Paul Allen was not only a co-founder of Microsoft. He was also a great friend of music.
Microsoft co-founder Paul Allen finally lost a fight with non-Hodgkins lymphoma yesterday, a disease he’d had since 2009, which followed a Hodgkin’s lymphoma diagnosis in 1982. He was 65.
Bill Gates’ former business partner was also the owner of the Seattle Seahawks and the Portland Trail Blazers and a big contributors to charities throughout the Pacific Northwest. But let’s not forget that Paul was also a massive, massive music fan.
As a guitarist, Paul was fascinated by everything rock’n’roll. In 2000, he opened the Experience Music Project, an interactive hands-on museum in downtown Seattle designed by renown architect Frank Gehry, which ate up $240 million of his own money. Unveiled as the Experience Music Project and Science Fiction Museum and Hall of Fame the name was shortened to EMP and finally changed to the Museum of Pop Culture in 2016. Earlier this year, a bronze statue of Chris Cornell was unveiled outside of the entrances.
Paul also recorded an album with his band, Paul Allen and the Underthinkers, entitled Everywhere at Once. Here’s a sample.

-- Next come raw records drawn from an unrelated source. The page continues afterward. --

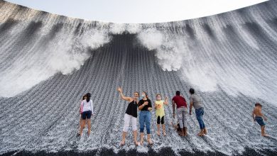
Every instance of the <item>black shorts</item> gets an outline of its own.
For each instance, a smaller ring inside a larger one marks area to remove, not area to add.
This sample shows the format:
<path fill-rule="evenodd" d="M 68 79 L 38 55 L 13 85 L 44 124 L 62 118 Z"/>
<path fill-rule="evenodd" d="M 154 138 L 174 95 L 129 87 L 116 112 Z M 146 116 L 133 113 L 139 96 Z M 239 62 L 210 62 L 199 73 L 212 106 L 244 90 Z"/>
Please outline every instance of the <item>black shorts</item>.
<path fill-rule="evenodd" d="M 83 120 L 85 120 L 86 118 L 89 119 L 91 116 L 92 116 L 92 111 L 84 111 L 82 113 L 82 118 Z"/>

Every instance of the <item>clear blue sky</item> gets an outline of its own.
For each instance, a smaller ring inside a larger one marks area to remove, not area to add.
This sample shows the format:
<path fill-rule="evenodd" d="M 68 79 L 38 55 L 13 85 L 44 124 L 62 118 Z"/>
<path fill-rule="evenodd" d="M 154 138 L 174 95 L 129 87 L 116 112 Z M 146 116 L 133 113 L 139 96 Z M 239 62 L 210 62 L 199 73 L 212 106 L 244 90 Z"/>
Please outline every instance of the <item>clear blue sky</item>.
<path fill-rule="evenodd" d="M 265 0 L 6 0 L 70 17 L 115 23 L 156 23 L 202 17 Z"/>

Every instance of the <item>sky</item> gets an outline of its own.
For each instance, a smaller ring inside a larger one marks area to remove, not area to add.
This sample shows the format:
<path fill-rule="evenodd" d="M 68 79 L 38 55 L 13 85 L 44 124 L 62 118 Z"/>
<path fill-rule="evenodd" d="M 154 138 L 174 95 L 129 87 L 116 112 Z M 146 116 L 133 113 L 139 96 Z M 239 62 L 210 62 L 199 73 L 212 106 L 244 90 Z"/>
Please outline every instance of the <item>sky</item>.
<path fill-rule="evenodd" d="M 176 21 L 217 14 L 265 0 L 6 0 L 37 10 L 124 23 Z"/>

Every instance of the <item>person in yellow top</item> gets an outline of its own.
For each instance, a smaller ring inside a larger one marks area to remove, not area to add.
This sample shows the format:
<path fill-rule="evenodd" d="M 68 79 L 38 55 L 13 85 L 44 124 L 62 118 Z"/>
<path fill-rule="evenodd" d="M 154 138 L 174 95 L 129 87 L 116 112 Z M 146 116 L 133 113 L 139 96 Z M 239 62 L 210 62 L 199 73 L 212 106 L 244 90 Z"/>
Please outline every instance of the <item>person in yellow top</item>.
<path fill-rule="evenodd" d="M 163 133 L 165 136 L 165 108 L 163 105 L 168 104 L 168 98 L 165 97 L 165 100 L 162 100 L 161 95 L 158 94 L 156 95 L 156 100 L 155 101 L 155 109 L 156 109 L 156 116 L 157 117 L 157 126 L 158 132 L 157 135 L 160 136 L 160 123 L 162 124 L 163 127 Z"/>

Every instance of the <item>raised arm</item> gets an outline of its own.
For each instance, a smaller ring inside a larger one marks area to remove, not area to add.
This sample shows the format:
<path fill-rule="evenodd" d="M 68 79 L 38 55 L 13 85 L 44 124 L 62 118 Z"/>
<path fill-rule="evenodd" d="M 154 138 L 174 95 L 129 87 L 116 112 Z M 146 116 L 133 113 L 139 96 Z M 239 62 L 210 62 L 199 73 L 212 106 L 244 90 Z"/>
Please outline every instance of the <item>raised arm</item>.
<path fill-rule="evenodd" d="M 92 103 L 90 104 L 90 108 L 92 108 L 92 115 L 94 114 L 94 112 L 93 112 L 93 101 L 92 100 Z"/>
<path fill-rule="evenodd" d="M 123 93 L 122 93 L 122 89 L 121 89 L 121 88 L 119 87 L 119 88 L 117 89 L 117 91 L 119 91 L 119 95 L 120 95 L 120 97 L 121 98 L 121 99 L 124 99 L 124 100 L 125 100 L 125 101 L 130 101 L 132 100 L 132 99 L 131 99 L 131 97 L 126 97 L 126 96 L 123 94 Z"/>
<path fill-rule="evenodd" d="M 191 111 L 192 111 L 192 106 L 193 106 L 193 102 L 192 100 L 190 101 L 190 115 L 191 115 Z"/>
<path fill-rule="evenodd" d="M 149 107 L 148 107 L 147 109 L 148 109 L 148 111 L 152 111 L 152 110 L 153 110 L 153 108 L 152 108 L 152 102 L 151 102 L 151 101 L 149 101 L 148 105 L 149 105 Z"/>
<path fill-rule="evenodd" d="M 168 105 L 168 97 L 165 97 L 165 101 L 163 102 L 163 104 Z"/>
<path fill-rule="evenodd" d="M 255 108 L 254 108 L 255 109 Z M 253 121 L 255 122 L 255 113 L 254 113 L 254 110 L 253 110 L 252 111 L 252 118 L 253 118 Z"/>
<path fill-rule="evenodd" d="M 267 121 L 267 118 L 266 118 L 266 116 L 264 116 L 264 113 L 261 113 L 261 109 L 259 109 L 259 111 L 260 112 L 261 116 L 263 117 L 264 120 L 265 121 Z"/>
<path fill-rule="evenodd" d="M 148 101 L 145 101 L 142 105 L 138 106 L 138 109 L 141 111 L 143 107 L 148 104 Z"/>
<path fill-rule="evenodd" d="M 173 118 L 175 118 L 175 101 L 172 101 L 172 110 L 173 110 Z"/>

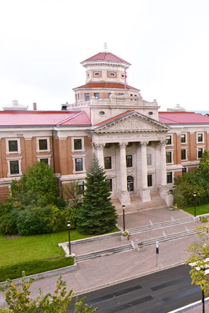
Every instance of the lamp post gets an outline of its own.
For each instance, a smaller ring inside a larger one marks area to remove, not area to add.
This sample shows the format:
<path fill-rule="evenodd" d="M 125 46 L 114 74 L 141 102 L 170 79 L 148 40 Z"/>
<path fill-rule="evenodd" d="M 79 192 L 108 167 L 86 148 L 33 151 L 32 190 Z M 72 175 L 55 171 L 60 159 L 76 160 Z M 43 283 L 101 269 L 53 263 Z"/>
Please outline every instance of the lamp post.
<path fill-rule="evenodd" d="M 125 209 L 125 205 L 124 204 L 123 204 L 122 205 L 122 208 L 123 208 L 123 231 L 125 231 L 125 214 L 124 213 L 124 209 Z"/>
<path fill-rule="evenodd" d="M 67 229 L 68 230 L 68 238 L 69 238 L 69 254 L 71 254 L 71 237 L 70 233 L 70 227 L 71 226 L 71 224 L 70 221 L 68 221 L 67 223 Z"/>
<path fill-rule="evenodd" d="M 194 206 L 195 207 L 195 216 L 196 216 L 196 192 L 193 193 L 194 197 Z"/>

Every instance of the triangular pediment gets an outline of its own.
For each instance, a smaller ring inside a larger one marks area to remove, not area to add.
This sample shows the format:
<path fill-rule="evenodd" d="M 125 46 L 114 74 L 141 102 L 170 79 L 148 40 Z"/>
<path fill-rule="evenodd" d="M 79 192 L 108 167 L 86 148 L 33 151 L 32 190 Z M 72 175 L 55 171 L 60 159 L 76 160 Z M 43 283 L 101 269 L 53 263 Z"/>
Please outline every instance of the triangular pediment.
<path fill-rule="evenodd" d="M 116 116 L 92 128 L 94 132 L 141 132 L 167 131 L 170 128 L 158 121 L 135 111 Z"/>

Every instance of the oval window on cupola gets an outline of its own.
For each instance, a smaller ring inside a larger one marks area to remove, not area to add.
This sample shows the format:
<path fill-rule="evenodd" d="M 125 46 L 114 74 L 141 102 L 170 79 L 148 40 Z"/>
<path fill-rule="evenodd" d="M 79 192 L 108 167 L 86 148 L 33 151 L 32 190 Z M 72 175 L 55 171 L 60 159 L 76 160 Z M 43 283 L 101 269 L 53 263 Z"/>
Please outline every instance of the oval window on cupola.
<path fill-rule="evenodd" d="M 115 73 L 109 73 L 108 74 L 109 76 L 110 76 L 111 77 L 114 77 L 114 76 L 115 76 Z"/>

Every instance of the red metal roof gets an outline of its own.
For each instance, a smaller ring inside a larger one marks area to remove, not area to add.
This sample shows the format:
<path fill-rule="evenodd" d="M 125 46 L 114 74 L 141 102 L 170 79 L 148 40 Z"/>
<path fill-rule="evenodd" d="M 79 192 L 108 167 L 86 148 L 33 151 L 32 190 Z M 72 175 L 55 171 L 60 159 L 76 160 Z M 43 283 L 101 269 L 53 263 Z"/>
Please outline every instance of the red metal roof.
<path fill-rule="evenodd" d="M 209 117 L 194 112 L 159 112 L 159 120 L 165 124 L 209 123 Z"/>
<path fill-rule="evenodd" d="M 113 121 L 114 120 L 115 120 L 116 119 L 118 118 L 118 117 L 121 117 L 123 115 L 125 115 L 126 114 L 128 114 L 128 113 L 130 113 L 131 112 L 133 112 L 134 111 L 134 110 L 129 110 L 128 111 L 126 111 L 125 112 L 124 112 L 123 113 L 121 113 L 120 114 L 118 114 L 118 115 L 116 115 L 115 116 L 113 116 L 113 117 L 111 117 L 110 118 L 108 119 L 108 120 L 106 120 L 106 121 L 104 121 L 103 122 L 101 122 L 100 123 L 99 123 L 98 124 L 96 124 L 94 125 L 94 126 L 99 126 L 101 125 L 103 125 L 103 124 L 106 124 L 106 123 L 108 123 L 109 122 L 111 122 L 112 121 Z"/>
<path fill-rule="evenodd" d="M 1 126 L 91 125 L 84 111 L 0 111 Z"/>
<path fill-rule="evenodd" d="M 128 62 L 127 62 L 126 61 L 123 60 L 123 59 L 119 58 L 117 55 L 113 54 L 110 52 L 99 52 L 97 54 L 95 54 L 95 55 L 93 55 L 92 57 L 91 57 L 91 58 L 83 61 L 81 62 L 81 64 L 88 61 L 110 61 L 116 62 L 117 63 L 126 63 L 127 64 L 131 65 L 130 63 L 128 63 Z"/>
<path fill-rule="evenodd" d="M 122 84 L 117 84 L 116 83 L 88 83 L 86 84 L 85 85 L 83 85 L 82 86 L 80 86 L 79 87 L 77 87 L 76 88 L 116 88 L 119 89 L 124 89 L 124 85 Z M 76 89 L 76 88 L 74 88 L 73 89 L 74 90 Z M 126 88 L 127 89 L 133 90 L 136 90 L 138 91 L 140 91 L 139 89 L 137 89 L 134 87 L 132 87 L 128 85 L 126 85 Z"/>

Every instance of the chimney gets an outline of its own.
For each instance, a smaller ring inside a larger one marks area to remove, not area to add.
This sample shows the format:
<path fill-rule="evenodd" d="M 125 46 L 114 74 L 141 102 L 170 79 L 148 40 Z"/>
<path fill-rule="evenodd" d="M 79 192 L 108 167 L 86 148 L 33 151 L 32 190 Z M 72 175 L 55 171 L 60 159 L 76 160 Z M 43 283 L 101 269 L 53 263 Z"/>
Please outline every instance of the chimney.
<path fill-rule="evenodd" d="M 62 111 L 66 111 L 67 110 L 67 104 L 62 104 L 62 108 L 61 110 Z"/>

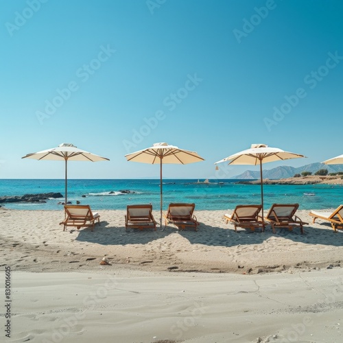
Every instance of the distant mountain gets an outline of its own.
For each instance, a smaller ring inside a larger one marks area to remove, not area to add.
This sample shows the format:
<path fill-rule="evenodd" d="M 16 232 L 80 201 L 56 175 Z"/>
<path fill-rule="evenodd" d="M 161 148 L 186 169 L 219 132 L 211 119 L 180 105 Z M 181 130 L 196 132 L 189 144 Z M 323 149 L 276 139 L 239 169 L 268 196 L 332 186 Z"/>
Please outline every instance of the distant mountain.
<path fill-rule="evenodd" d="M 294 168 L 289 165 L 276 167 L 268 170 L 263 169 L 263 178 L 279 179 L 292 178 L 296 174 L 301 174 L 302 172 L 311 172 L 313 174 L 319 169 L 327 169 L 329 173 L 337 173 L 343 172 L 343 165 L 324 165 L 319 162 L 311 163 L 303 167 Z M 232 178 L 239 178 L 242 180 L 249 180 L 254 178 L 260 178 L 259 172 L 253 170 L 246 170 L 243 174 L 233 176 Z"/>

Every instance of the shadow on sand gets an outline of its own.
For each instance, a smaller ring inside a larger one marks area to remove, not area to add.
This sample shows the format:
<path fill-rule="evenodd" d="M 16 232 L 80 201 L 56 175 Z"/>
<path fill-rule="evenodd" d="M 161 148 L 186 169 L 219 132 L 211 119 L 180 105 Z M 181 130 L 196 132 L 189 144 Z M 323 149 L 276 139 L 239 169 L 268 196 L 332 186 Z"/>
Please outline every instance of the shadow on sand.
<path fill-rule="evenodd" d="M 98 244 L 122 245 L 146 244 L 157 239 L 163 239 L 169 235 L 178 233 L 187 239 L 191 244 L 203 244 L 209 246 L 231 247 L 238 245 L 259 244 L 270 237 L 283 237 L 294 242 L 307 244 L 322 244 L 331 246 L 343 246 L 343 232 L 339 230 L 335 233 L 330 224 L 321 224 L 323 228 L 313 227 L 309 225 L 304 226 L 304 235 L 301 235 L 298 228 L 290 231 L 287 228 L 276 228 L 274 234 L 270 226 L 265 228 L 264 233 L 257 229 L 252 232 L 250 229 L 240 229 L 235 232 L 233 226 L 228 225 L 227 228 L 211 226 L 200 224 L 198 230 L 186 228 L 178 230 L 174 226 L 138 230 L 125 229 L 124 226 L 108 226 L 109 223 L 102 221 L 95 225 L 94 231 L 91 229 L 82 229 L 75 239 L 80 241 L 96 243 Z"/>

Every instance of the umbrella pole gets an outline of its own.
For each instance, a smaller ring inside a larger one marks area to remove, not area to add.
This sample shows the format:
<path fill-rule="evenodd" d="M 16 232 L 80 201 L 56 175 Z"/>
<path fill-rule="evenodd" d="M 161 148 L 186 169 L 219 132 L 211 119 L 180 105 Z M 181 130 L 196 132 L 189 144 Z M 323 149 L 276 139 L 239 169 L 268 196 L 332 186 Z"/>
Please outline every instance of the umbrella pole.
<path fill-rule="evenodd" d="M 263 177 L 262 176 L 262 160 L 259 161 L 259 171 L 261 174 L 261 200 L 262 200 L 262 218 L 263 217 Z"/>
<path fill-rule="evenodd" d="M 161 192 L 161 213 L 160 213 L 160 227 L 162 228 L 162 158 L 160 158 L 160 192 Z"/>

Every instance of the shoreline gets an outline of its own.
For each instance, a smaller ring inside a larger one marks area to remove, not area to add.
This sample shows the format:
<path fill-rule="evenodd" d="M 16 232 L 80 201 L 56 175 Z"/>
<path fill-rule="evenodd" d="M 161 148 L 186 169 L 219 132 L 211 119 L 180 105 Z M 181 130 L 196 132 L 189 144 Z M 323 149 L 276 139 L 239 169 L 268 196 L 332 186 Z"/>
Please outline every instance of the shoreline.
<path fill-rule="evenodd" d="M 287 178 L 276 180 L 270 180 L 269 178 L 263 179 L 263 185 L 343 185 L 343 179 L 342 176 L 317 176 L 311 175 L 309 176 L 300 176 L 298 178 Z M 239 181 L 238 185 L 261 185 L 261 180 L 254 180 L 249 181 Z"/>
<path fill-rule="evenodd" d="M 62 211 L 0 209 L 9 342 L 342 340 L 343 231 L 318 220 L 303 235 L 235 233 L 223 211 L 196 211 L 197 232 L 126 231 L 125 212 L 100 211 L 93 232 L 63 231 Z"/>

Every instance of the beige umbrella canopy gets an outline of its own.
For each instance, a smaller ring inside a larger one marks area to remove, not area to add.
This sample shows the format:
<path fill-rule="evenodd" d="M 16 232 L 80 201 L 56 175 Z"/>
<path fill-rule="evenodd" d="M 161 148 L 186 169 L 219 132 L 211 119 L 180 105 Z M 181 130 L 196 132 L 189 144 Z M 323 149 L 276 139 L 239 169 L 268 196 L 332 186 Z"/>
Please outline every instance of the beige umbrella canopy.
<path fill-rule="evenodd" d="M 162 165 L 163 163 L 186 165 L 204 161 L 195 152 L 180 149 L 167 143 L 155 143 L 150 147 L 128 154 L 125 155 L 125 157 L 128 161 L 132 162 L 160 165 L 161 226 L 162 226 L 163 206 Z"/>
<path fill-rule="evenodd" d="M 33 158 L 34 160 L 64 161 L 65 161 L 65 204 L 67 200 L 67 162 L 68 161 L 86 161 L 97 162 L 99 161 L 110 161 L 91 152 L 78 149 L 70 143 L 62 143 L 56 147 L 46 150 L 27 154 L 22 158 Z"/>
<path fill-rule="evenodd" d="M 323 162 L 325 165 L 342 165 L 343 164 L 343 155 L 333 157 Z"/>
<path fill-rule="evenodd" d="M 262 217 L 263 217 L 263 182 L 262 175 L 262 163 L 275 162 L 277 161 L 288 160 L 305 157 L 299 154 L 294 154 L 281 150 L 278 147 L 271 147 L 265 144 L 252 144 L 250 149 L 229 156 L 226 158 L 218 161 L 215 164 L 222 162 L 228 162 L 229 165 L 259 165 L 261 174 L 261 199 L 262 204 Z"/>

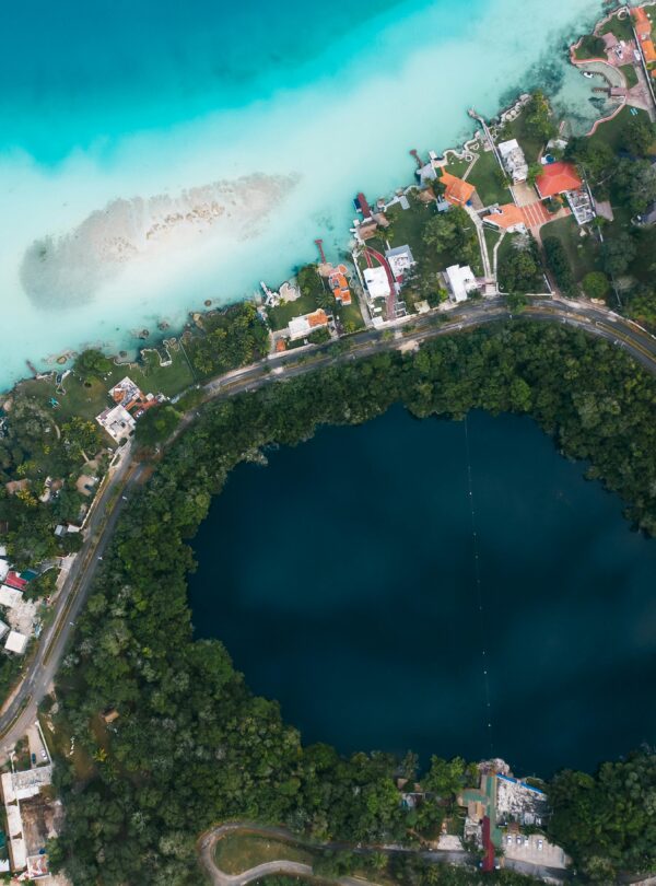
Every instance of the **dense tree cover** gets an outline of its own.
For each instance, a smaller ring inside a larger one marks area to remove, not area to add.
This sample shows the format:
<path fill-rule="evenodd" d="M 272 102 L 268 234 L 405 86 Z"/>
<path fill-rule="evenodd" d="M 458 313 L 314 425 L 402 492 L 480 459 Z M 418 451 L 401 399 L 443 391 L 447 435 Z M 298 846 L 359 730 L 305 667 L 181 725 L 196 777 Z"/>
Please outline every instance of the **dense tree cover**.
<path fill-rule="evenodd" d="M 542 246 L 547 256 L 547 265 L 553 273 L 558 288 L 565 295 L 576 295 L 574 275 L 563 244 L 558 237 L 544 237 Z"/>
<path fill-rule="evenodd" d="M 501 252 L 497 270 L 504 292 L 522 294 L 544 289 L 540 248 L 530 234 L 513 237 L 513 248 Z"/>
<path fill-rule="evenodd" d="M 596 776 L 565 770 L 549 790 L 549 835 L 586 879 L 617 883 L 656 866 L 656 753 L 604 763 Z"/>
<path fill-rule="evenodd" d="M 197 374 L 208 377 L 263 357 L 269 333 L 255 305 L 242 302 L 204 314 L 201 331 L 187 336 L 185 343 Z"/>
<path fill-rule="evenodd" d="M 68 552 L 75 544 L 57 539 L 54 531 L 58 523 L 75 522 L 89 501 L 75 480 L 87 458 L 102 451 L 103 438 L 96 424 L 79 417 L 59 427 L 56 409 L 25 394 L 14 393 L 9 404 L 0 432 L 0 521 L 9 526 L 3 541 L 12 559 L 24 567 Z"/>
<path fill-rule="evenodd" d="M 196 836 L 230 818 L 349 842 L 430 832 L 441 792 L 467 783 L 464 762 L 434 760 L 432 816 L 409 817 L 394 778 L 412 774 L 412 757 L 304 748 L 220 642 L 191 641 L 187 539 L 231 469 L 263 445 L 294 445 L 318 424 L 365 421 L 397 401 L 418 417 L 535 416 L 656 533 L 656 383 L 607 342 L 560 326 L 438 338 L 209 405 L 132 497 L 62 669 L 58 730 L 93 760 L 92 771 L 75 755 L 57 767 L 67 819 L 51 859 L 77 886 L 196 883 Z M 110 707 L 119 719 L 105 728 L 98 714 Z"/>

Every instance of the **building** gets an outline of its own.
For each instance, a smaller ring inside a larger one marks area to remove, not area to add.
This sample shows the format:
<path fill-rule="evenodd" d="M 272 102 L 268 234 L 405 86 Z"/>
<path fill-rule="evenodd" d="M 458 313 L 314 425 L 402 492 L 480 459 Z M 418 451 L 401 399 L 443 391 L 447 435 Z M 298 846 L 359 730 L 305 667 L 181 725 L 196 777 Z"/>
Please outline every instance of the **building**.
<path fill-rule="evenodd" d="M 408 245 L 396 246 L 394 249 L 388 249 L 385 253 L 385 258 L 391 268 L 391 272 L 397 283 L 402 283 L 406 273 L 413 265 L 417 264 L 412 256 L 412 250 Z"/>
<path fill-rule="evenodd" d="M 0 606 L 7 606 L 8 609 L 15 609 L 23 602 L 23 592 L 15 587 L 10 587 L 3 584 L 0 587 Z"/>
<path fill-rule="evenodd" d="M 528 178 L 528 163 L 517 139 L 502 141 L 497 145 L 505 171 L 513 182 L 526 182 Z"/>
<path fill-rule="evenodd" d="M 380 265 L 376 268 L 365 268 L 364 282 L 372 299 L 388 299 L 391 294 L 387 270 Z"/>
<path fill-rule="evenodd" d="M 323 307 L 319 307 L 318 311 L 313 311 L 312 314 L 303 314 L 303 316 L 290 320 L 290 339 L 296 341 L 312 335 L 317 329 L 324 329 L 326 326 L 328 326 L 328 314 Z"/>
<path fill-rule="evenodd" d="M 473 185 L 445 171 L 440 180 L 445 187 L 444 199 L 452 206 L 466 206 L 476 194 Z"/>
<path fill-rule="evenodd" d="M 14 652 L 16 655 L 22 655 L 27 649 L 28 637 L 19 631 L 10 631 L 9 637 L 4 641 L 4 649 L 7 652 Z"/>
<path fill-rule="evenodd" d="M 470 292 L 478 289 L 476 277 L 469 265 L 452 265 L 446 269 L 444 276 L 453 302 L 464 302 Z"/>
<path fill-rule="evenodd" d="M 524 212 L 515 203 L 504 203 L 499 209 L 493 209 L 483 221 L 496 228 L 497 231 L 506 231 L 508 234 L 526 231 Z"/>
<path fill-rule="evenodd" d="M 542 200 L 569 190 L 581 190 L 583 182 L 573 163 L 550 163 L 536 178 L 536 188 Z"/>
<path fill-rule="evenodd" d="M 96 416 L 96 421 L 117 443 L 131 436 L 137 424 L 132 416 L 120 404 L 105 409 L 99 416 Z"/>

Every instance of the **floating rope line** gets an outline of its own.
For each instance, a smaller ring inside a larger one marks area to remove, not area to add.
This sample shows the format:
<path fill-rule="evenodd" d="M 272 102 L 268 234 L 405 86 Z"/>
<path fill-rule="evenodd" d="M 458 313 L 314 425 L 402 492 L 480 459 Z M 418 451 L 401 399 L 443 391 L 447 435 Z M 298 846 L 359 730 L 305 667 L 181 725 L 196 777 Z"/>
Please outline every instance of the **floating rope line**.
<path fill-rule="evenodd" d="M 489 656 L 485 649 L 485 609 L 483 606 L 483 588 L 481 582 L 481 569 L 479 557 L 479 543 L 478 533 L 476 529 L 476 506 L 473 499 L 473 478 L 471 474 L 471 454 L 469 450 L 469 425 L 467 416 L 465 416 L 465 453 L 467 455 L 467 483 L 469 493 L 469 511 L 471 514 L 471 537 L 473 543 L 473 579 L 476 584 L 477 606 L 479 616 L 479 628 L 481 631 L 481 671 L 483 678 L 483 701 L 485 713 L 485 732 L 490 742 L 490 754 L 494 754 L 494 746 L 492 742 L 492 706 L 490 703 L 490 677 L 489 677 Z"/>

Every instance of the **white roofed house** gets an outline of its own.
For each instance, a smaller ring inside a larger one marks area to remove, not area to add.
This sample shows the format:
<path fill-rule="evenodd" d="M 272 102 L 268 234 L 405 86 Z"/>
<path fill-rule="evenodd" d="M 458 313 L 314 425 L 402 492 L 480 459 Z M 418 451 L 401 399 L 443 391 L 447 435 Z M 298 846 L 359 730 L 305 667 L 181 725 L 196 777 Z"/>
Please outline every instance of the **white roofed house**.
<path fill-rule="evenodd" d="M 497 145 L 503 165 L 513 182 L 526 182 L 528 178 L 528 163 L 517 139 L 502 141 Z"/>
<path fill-rule="evenodd" d="M 453 302 L 464 302 L 470 292 L 478 289 L 478 282 L 469 265 L 452 265 L 444 275 L 448 294 Z"/>
<path fill-rule="evenodd" d="M 394 249 L 388 249 L 385 253 L 385 258 L 391 268 L 394 279 L 397 281 L 397 283 L 402 283 L 406 273 L 414 264 L 417 264 L 412 256 L 412 250 L 408 245 L 396 246 Z"/>
<path fill-rule="evenodd" d="M 96 421 L 117 443 L 132 435 L 137 422 L 124 406 L 107 408 L 96 416 Z"/>
<path fill-rule="evenodd" d="M 391 294 L 387 271 L 382 266 L 365 268 L 364 282 L 372 299 L 387 299 Z"/>

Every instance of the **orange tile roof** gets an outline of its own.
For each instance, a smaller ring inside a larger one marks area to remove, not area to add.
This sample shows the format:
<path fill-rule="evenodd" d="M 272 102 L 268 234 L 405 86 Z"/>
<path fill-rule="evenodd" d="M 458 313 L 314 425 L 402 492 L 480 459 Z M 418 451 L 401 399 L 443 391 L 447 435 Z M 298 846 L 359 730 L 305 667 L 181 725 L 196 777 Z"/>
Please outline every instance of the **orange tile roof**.
<path fill-rule="evenodd" d="M 319 307 L 318 311 L 307 315 L 307 322 L 309 323 L 311 328 L 313 326 L 325 326 L 328 323 L 328 315 L 323 307 Z"/>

He was a fairly solid guitarist, too.
Paul was also the owner of Octopus, one of the largest private yachts in the world.
It was equipped with its own state-of-the-art recording studio. Mick Jagger has recorded there.
And there’s more. Paul gave money to KEXP-FM, a public radio station with an eclectic musical bent. Paul also tried his hand at being a concert promoter in 2017, but that didn’t work out so well.
Allen will be greatly missed by the music community in and around Seattle.